Where a person has been killed as a result of negligence or breach of duty the personal representatives may take legal action against the person at fault. The claim must be bought within two years of death or the date of knowledge of the person for whose benefit the action is taken.
In exceptional circumstances, the time limits for commencing a claim may be extended.
The fact that a mistake has been made is not generally enough to allow a time extension. Where a claim is based on a mistake which negates a contract, the time limit commences from when the mistake is discovered.
The period can be extended where a claim is based on fraud or where the defendant has concealed the claim by his fraud. The time runs from when the fraud is discovered or could have reasonably been discovered. Active steps must be that have been taken to conceal the wrongdoing or breach of contract. An example of concealment may be where a solicitor failed to inform the client of the failure to commence legal action in circumstances were active enquiries were made. There must be a willful concealment.
Under Age / Unsound Mind
A person under a so-called “disability” is usually allowed extra time to commence legal action. Persons under Eighteen years of age and persons of unsound mind are deemed to be is under a disability. The time limit usually commences when the person under the disability ceases to be under disability; e.g. reaches 18, ceases to be unable to manage his/her affairs.

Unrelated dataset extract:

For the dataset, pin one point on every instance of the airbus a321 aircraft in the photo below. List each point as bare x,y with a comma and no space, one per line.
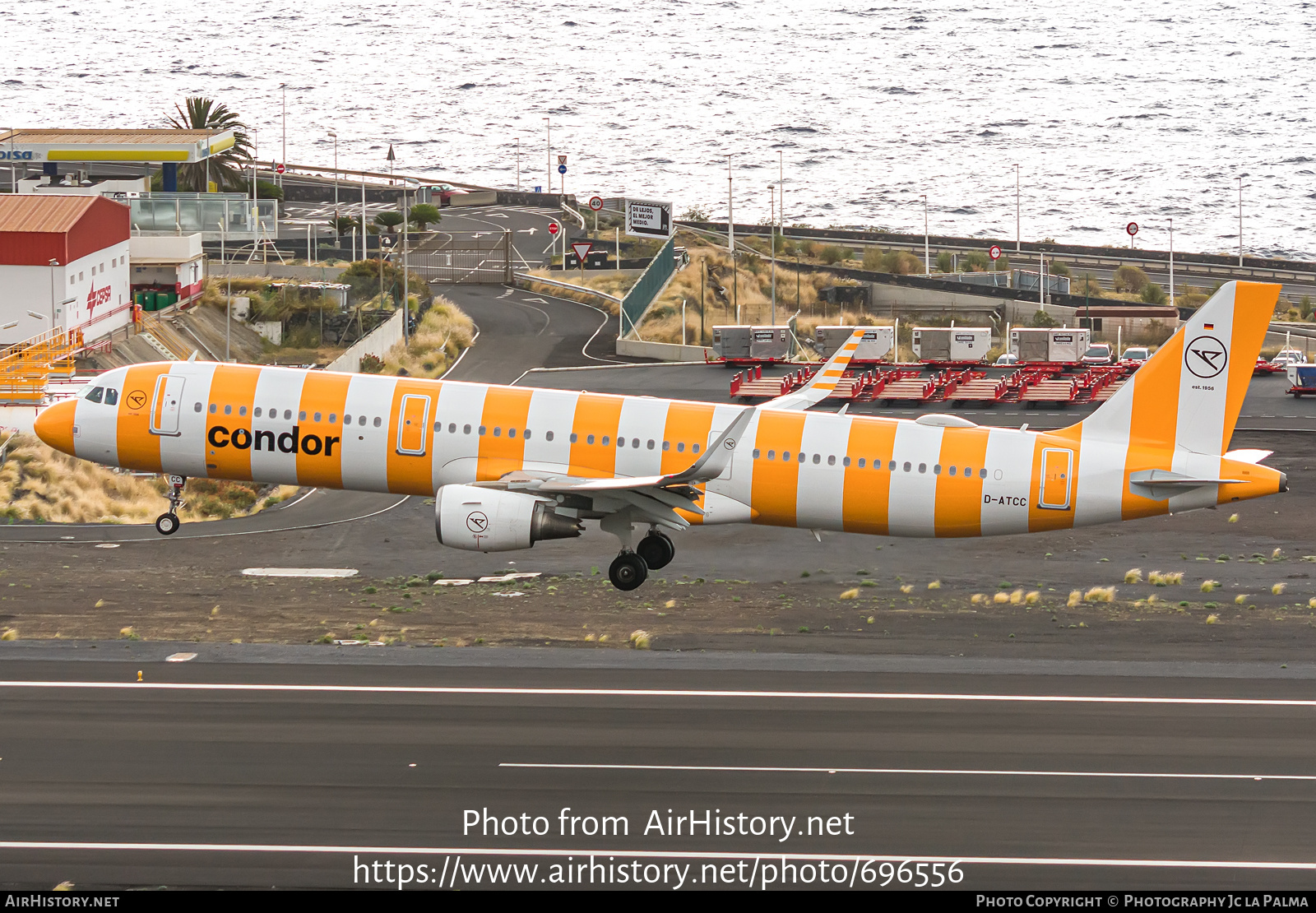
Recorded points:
511,466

A person will only be part of unsound mind if he can be shown to be incapable of managing his affairs.
In the case of a claim for a personal injury, the claim must be brought within two years from the date on which the person ceased to be under the disability.
Discretionary Bars Based on Delay
There are certain legal and equitable principles by which the court may, at its discretion, refuse a claim, although it is within the relevant limitation period. Where there has been an unjustified inordinate and inexcusable delay so that it would be highly unjust for the defences to be expected to defend the case the court may not allow a claim to proceed.